People don’t make decisions with their neo-cortexes, they make decisions with their limbic system and brain stem. In order to get our minds back into the biosphere, we need to pay attention to our ‘why’ and what we ‘believe.’  We need to make friends with force of ‘socialnomics,’ and use a lot of purposeful, meaningful video footage paired with evocative music.  And some of us greenies need to lighten up.
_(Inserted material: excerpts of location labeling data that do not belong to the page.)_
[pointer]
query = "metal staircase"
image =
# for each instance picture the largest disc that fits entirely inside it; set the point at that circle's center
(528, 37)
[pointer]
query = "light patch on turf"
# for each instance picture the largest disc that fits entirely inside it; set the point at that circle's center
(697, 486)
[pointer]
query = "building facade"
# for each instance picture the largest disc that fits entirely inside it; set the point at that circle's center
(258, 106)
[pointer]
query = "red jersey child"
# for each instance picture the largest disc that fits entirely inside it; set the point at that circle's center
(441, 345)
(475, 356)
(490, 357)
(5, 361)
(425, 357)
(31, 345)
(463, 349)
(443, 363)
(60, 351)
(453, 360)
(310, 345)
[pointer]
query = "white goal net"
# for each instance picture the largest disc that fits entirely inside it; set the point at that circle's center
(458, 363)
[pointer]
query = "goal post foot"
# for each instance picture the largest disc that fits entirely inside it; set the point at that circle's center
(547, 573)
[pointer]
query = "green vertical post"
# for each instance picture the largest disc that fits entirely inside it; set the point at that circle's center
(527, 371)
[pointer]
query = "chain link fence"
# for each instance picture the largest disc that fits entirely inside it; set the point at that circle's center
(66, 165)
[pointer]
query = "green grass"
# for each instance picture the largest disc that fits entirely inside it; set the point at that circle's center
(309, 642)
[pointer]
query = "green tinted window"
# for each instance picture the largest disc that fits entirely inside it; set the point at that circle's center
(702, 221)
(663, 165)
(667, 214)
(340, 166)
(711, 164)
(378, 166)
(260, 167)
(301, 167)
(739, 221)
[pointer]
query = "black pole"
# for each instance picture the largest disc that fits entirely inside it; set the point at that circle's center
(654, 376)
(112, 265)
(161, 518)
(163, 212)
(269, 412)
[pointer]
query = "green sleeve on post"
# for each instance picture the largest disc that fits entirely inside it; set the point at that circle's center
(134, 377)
Michael Soule told me we were only going to save species in percentages, that we could not turn things around fast enough, and that we had already run out of time by 1991.

Completely disheartening as that was to hear, I have never let this debilitate me; I have never given up.  Yet it has stayed with me throughout my endeavors since that conversation, giving me a chronic sense of ‘I don’t have time for this!’ Truly, endangered species and wild animals don’t have time for any more human proprietary maneuvering, either.

What if we told as many ‘stories of the AIQs’ in as many ways, as possible?  Social media doesn’t have to mean choosing drama over truth; harness it for the animals! Instead of utilizing only a few fingers, why not use the whole darn hand? I think the cause of the AIQ would hugely benefit from using everything we have at our disposal. Miles of AIQ footage has already saturated the web, and I believe, it is doing more good than harm. Don’t forget, by 2010, Generation Y outnumbered Baby Boomers and 96% of them had joined a social network. Youtube.com is the second largest search engine. Animal Planet got over 900,000 views on their videos in just one of their rich cross-platform integrated media campaigns.

Do we really want to bar sincere video efforts and provide merely a bunch more one dimensional prose & facts, and then just hope they will reach people this time? I vote that videos like this ‘gagged’ one, would never be iced, but rather, released with blessing, to Youtube. Who knows? Some folks, who might never have otherwise stopped to think about the AIQ, might happen to stumble upon it and accidentally experience enough identification with the AIQs to actually be moved into action.  Good action.  Like donating, volunteering, voting on the behalf of, and feeling more connected to Nature, as a whole.